Trois milliards d’euros pour soutenir les entreprises… mais seuls 100 millions d’euros dépensés
Face à la flambée des prix de l’énergie depuis la reprise post-Covid et l’invasion russe en Ukraine, le gouvernement a dédié trois milliards d’euros au soutien des entreprises pour lesquelles l’énergie représente plus de 3% du chiffre d’affaires en 2021, mais seuls 100 millions d’euros ont été décaissés, tant les conditions sont restrictives, reconnaît Bercy. Les TPE bénéficient comme les particuliers du bouclier énergétique : la hausse des tarifs du gaz et de l’électricité sera limitée à 15% si elles réalisent moins de deux millions d’euros de chiffre d’affaires et emploient moins de 10 salariés.
« Mais dans la restauration traditionnelle, la règle c’est un salarié pour 100 000 euros, voire 75 000 euros de chiffre d’affaires : nous sommes des pourvoyeurs de main d’œuvre et cette règle-là doit être modifiée », explique le restaurateur Stéphane Manigold, à la tête du groupe Eclore.
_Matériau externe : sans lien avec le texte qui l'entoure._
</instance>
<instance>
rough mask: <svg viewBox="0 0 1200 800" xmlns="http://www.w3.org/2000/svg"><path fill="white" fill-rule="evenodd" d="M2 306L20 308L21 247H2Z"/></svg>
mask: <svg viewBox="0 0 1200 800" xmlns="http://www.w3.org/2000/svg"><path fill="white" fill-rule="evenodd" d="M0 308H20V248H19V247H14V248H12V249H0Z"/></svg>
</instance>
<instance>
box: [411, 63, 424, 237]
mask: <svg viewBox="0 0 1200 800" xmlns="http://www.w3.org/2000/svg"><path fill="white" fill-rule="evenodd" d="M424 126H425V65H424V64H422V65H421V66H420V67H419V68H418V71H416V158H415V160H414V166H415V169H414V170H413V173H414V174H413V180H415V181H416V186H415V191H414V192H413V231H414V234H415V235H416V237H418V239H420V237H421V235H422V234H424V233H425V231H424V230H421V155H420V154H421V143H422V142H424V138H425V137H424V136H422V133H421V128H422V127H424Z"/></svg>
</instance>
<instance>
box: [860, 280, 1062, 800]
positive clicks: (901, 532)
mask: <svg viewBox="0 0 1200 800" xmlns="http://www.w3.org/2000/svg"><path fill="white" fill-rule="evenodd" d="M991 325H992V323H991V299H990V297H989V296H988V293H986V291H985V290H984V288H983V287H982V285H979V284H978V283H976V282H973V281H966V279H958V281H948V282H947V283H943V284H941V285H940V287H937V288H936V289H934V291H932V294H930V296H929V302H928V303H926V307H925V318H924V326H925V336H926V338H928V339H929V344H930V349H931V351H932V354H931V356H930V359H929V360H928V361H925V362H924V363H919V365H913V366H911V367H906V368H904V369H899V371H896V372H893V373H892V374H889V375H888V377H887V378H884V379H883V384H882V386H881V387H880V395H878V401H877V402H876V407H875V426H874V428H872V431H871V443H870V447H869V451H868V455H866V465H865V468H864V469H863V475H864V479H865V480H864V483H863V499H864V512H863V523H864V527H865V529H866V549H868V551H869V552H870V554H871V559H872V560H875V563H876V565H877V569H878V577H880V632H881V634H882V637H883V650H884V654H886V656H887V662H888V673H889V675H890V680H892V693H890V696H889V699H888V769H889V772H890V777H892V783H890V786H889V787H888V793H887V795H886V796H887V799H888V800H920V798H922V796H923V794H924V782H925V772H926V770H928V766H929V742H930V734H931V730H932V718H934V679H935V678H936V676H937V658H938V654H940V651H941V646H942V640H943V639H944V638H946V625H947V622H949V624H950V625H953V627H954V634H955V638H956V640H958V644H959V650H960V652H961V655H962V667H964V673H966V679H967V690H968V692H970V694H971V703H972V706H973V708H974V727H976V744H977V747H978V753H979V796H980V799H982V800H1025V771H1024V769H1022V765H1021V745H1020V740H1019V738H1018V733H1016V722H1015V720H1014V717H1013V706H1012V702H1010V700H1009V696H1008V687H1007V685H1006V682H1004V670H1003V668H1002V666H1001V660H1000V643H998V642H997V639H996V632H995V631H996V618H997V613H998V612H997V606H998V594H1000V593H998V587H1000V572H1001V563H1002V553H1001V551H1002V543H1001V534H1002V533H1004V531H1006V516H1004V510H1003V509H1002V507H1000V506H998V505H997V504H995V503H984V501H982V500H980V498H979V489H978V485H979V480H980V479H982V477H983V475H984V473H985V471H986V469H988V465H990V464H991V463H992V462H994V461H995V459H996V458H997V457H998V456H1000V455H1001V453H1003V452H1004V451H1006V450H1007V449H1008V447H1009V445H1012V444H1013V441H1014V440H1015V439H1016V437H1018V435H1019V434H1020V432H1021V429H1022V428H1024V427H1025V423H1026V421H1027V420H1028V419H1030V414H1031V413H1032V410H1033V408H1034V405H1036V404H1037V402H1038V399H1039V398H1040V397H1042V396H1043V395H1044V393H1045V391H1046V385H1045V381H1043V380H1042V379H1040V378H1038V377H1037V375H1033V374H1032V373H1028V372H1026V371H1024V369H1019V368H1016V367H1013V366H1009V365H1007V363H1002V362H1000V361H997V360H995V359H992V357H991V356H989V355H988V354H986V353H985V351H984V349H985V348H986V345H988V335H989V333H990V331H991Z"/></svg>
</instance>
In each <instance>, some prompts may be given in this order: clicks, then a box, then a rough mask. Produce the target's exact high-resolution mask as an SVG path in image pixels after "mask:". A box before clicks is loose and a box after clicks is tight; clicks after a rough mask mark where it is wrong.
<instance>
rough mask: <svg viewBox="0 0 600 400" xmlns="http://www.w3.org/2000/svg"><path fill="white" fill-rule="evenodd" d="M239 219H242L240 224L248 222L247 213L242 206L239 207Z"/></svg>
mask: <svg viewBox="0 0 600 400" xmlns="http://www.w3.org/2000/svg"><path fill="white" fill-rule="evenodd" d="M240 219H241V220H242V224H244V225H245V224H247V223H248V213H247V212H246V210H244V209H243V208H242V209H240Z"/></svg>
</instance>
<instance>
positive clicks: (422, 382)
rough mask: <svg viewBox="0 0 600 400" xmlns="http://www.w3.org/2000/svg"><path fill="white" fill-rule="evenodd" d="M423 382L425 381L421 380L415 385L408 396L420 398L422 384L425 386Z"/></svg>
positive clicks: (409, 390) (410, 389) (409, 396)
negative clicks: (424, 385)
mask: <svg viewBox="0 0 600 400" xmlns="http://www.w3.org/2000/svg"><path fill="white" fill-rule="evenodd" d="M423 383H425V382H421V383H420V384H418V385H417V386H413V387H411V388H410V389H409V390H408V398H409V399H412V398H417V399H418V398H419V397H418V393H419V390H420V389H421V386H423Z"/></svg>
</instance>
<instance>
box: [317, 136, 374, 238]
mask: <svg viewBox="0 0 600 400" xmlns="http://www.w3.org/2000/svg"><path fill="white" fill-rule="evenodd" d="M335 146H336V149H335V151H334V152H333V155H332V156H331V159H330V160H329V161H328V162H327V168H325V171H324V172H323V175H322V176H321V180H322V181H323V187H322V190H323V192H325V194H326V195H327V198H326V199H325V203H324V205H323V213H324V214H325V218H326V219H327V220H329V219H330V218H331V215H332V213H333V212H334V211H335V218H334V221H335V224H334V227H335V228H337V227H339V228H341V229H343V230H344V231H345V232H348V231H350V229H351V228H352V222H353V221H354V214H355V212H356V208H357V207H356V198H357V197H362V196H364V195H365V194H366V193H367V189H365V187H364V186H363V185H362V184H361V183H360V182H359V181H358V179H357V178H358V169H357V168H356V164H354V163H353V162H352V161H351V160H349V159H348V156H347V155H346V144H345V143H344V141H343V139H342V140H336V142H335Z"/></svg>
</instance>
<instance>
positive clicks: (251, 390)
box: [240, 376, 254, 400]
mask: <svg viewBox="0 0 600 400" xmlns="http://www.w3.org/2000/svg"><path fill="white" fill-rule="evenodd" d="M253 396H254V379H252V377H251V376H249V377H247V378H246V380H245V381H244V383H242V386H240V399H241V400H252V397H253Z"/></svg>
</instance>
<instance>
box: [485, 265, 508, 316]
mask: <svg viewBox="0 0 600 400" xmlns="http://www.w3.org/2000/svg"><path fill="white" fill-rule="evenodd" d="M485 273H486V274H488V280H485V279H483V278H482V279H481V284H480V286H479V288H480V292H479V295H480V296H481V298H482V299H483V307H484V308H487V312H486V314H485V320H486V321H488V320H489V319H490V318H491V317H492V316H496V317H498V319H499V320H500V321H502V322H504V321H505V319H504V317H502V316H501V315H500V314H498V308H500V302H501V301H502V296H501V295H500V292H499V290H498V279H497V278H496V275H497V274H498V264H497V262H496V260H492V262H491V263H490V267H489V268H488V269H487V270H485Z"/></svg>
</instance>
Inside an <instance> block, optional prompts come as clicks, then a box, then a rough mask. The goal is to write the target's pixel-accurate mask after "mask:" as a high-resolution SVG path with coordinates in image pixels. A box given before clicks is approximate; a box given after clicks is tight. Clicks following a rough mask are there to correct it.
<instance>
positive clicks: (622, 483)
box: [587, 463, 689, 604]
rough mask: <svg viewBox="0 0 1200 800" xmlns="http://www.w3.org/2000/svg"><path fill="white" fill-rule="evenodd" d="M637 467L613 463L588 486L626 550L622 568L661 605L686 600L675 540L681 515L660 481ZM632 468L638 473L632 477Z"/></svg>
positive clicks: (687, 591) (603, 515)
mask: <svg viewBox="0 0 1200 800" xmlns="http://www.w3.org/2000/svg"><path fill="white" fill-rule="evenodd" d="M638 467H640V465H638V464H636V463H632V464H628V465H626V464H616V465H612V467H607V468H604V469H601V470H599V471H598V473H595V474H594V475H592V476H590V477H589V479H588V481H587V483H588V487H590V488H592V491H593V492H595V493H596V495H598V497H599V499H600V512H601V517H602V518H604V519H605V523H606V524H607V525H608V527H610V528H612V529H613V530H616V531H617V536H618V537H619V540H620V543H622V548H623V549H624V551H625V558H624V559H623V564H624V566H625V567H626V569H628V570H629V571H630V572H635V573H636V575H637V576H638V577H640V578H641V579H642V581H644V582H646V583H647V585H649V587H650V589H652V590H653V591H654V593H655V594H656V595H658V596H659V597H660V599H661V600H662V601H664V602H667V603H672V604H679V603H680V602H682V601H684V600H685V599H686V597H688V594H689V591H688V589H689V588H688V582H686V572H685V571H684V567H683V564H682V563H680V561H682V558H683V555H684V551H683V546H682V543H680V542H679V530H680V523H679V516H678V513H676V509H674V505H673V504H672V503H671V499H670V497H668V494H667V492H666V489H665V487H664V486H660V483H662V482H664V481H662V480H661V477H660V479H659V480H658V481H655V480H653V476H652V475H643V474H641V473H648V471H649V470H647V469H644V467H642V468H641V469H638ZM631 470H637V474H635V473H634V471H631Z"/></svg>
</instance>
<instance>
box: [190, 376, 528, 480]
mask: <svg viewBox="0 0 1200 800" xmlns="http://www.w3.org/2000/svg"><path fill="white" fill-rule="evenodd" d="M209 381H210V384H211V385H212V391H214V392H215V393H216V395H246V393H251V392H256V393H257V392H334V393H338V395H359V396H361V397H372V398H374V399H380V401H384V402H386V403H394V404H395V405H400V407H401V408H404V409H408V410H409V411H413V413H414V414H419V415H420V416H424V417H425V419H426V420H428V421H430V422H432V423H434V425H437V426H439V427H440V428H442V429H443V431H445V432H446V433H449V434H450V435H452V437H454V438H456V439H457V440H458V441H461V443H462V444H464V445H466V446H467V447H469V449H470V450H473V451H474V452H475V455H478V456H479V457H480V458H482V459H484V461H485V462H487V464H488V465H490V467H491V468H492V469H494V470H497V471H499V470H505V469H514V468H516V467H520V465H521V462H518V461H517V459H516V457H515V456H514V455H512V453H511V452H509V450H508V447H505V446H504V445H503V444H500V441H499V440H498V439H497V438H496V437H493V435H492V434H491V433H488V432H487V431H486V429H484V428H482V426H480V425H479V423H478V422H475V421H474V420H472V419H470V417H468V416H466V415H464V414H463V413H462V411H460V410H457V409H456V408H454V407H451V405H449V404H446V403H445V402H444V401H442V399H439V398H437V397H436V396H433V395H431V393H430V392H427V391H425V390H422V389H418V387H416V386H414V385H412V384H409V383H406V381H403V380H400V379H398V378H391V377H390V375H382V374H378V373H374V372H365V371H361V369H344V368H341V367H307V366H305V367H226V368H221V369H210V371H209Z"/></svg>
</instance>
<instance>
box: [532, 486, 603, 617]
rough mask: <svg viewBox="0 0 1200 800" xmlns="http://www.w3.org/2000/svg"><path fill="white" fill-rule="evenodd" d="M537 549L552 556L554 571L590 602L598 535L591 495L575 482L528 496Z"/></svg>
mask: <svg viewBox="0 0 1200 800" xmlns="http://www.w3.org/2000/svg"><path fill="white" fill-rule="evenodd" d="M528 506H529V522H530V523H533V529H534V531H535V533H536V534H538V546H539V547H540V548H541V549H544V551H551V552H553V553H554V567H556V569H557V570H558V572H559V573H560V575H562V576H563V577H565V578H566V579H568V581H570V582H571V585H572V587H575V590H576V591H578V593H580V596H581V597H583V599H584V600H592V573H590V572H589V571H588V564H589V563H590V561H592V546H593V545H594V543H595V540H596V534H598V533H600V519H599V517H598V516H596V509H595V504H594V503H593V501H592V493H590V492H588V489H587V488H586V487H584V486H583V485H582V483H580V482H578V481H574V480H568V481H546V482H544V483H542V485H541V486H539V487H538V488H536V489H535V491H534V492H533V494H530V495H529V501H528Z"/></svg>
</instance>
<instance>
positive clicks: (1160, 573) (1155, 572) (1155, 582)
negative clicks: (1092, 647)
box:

En outre, les fournisseurs d’énergie, qui se sont engagés à une application équitable des contrats en cours et de leurs conditions de renouvellement, « jouent double jeu », estime l’Umih, principal syndicat patronal de l’hôtellerie-restauration, qui constate des « augmentations inconsidérées ».
Sur son site, un simulateur permet aux professionnels de savoir s’ils sont éligibles ou non, à l’aide du gouvernement. L’Umih voudrait voir « le prix du gaz décorrélé de celui de l’électricité ». Car la trésorerie des hôtels et restaurants, fait valoir le secteur, est déjà sous tension, entre le remboursement des Prêts garantis par l’Etat (PGE) souscrits pendant la crise sanitaire, les hausses de salaires consenties pour recruter sur un secteur délaissé depuis le Covid-19, celles des coûts des matières premières et des services des fournisseurs – comme ceux, très énergivores, des blanchisseurs.
Les professionnels au pied du mur
« Certains n’auront plus la capacité d’investir », redoute Jean-Virgile Crance. Au pied du mur, les professionnels essaient de négocier collectivement : ceux qui ont la chance d’appartenir à un groupe bénéficient de son pouvoir de négociation. Louvre Hotels Group cherche un fournisseur qui lui garantira un tarif bloqué maximal, rapporte Guillaume Gardin. « Nos investisseurs ont un peu la sensation de faire un chèque en blanc à un prestataire : on ne connaît pas le montant pour lequel on s’engage ».
Porte-parole du collectif « Restons ouverts » pendant la crise sanitaire, Stéphane Manigold avait remporté une première victoire judiciaire face à Axa, qui refusait d’indemniser les pertes d’exploitation des restaurateurs contraints de fermer lors du confinement -puis noué un accord, les deux parties abandonnant les procédures. L’assureur avait fini par débloquer 300 millions d’euros pour solder à l’amiable 15 000 litiges.
Aujourd’hui, il veut fédérer sur le sujet des coûts énergétiques, dans la course à la présidence de l’Umih lors d’une élection le 27 octobre, où il affrontera notamment le chef Thierry Marx. « Notre promesse est que nos entreprises retrouvent des marges, mais pas que dans la poche du client, aussi par les économies sur l’énergie, les contrats d’assurance, de mutuelle… en créant l’Umih courtage, qui négociera au nom des 35 000 adhérents », conclut Stéphane Manigold.